Ancak diğer troçkistler bu gerçeği görmezlikten geldi. Onlar Rusya gibi Doğu Avrupa, Çin, Küba gibi devletlerin "yozlaşmış işçi devletleri" olarak gördüler. Böylece Troçki düşüncesinin merkezi noktası olan işçi sınıfının devrimci rolünü yadsıdılar. Troçki'nin lafzına sahip çıkarken düşüncesinin özünü kaçırdılar.
Troçki'ye göre sosyalizm, ancak aşağıdan , işçi sınıfının kendi eylemi ve örgütleriyle dayanabilirdi. Başka hiçbir toplumsal güç işçi sınıfının devrimci rolünü oynamazdı. Kızıl Ordu, gerillalar ya da parlamento gruplarıyla yeni bir toplum kurulamazdı.
Troçki'nin lafzını sahiplenen Ortodoks troçkistler bu bakış açısıyla çoğu zaman sekter pozisyonlara savruldu ve bölünerek birbirleriyle rakip bir çok fraksiyon doğurdu.
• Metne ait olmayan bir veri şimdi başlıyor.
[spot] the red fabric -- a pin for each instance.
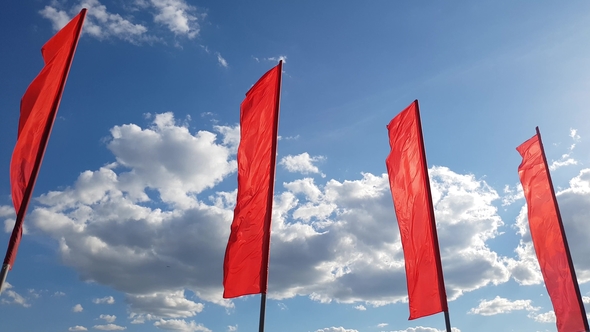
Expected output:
(245, 268)
(547, 237)
(410, 188)
(37, 113)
Stalinist Doğu Bloku yıkıldıktan sonra ise giderek daha da etkisizleştiler.
Cliff ve yoldaşları ise marksizmden kopmak yerine Troçki'yi eleştirdiler ve düşüncesindeki özü kavrayıp, yanlış tarafı bir kenara koydular. Uluslarası Sosyalizm Akımı, Marks, Engels, Lenin, Luksemburg, Troçki ve Gramsci gibilerin geleneğini sürdürdür. Modern mkapitalizmi anlamayı başardı. 1989-1991'de sosyalizmin ya da işçi devletlerinin yıkıldığını sanıp karamsarlığa kapılmadı. Antikapitalist hareketi ve küresel savaş karşıtın hareketin inşacısı oldu.
Tek bir troçkizm yok. Kendini troçkist olarak adlandıran yapılar arasında bir ortaklıkta yok. DSİP ve Sosyalist İşçi ile 4. Enternasyonal kökenli diğer troçkistler arasındaki fark 180 derecedir. Biz sekter ve dogmatik değiliz. lafazanlık yapmıyoruz, sosyalist alternatifi inşa ediyoruz.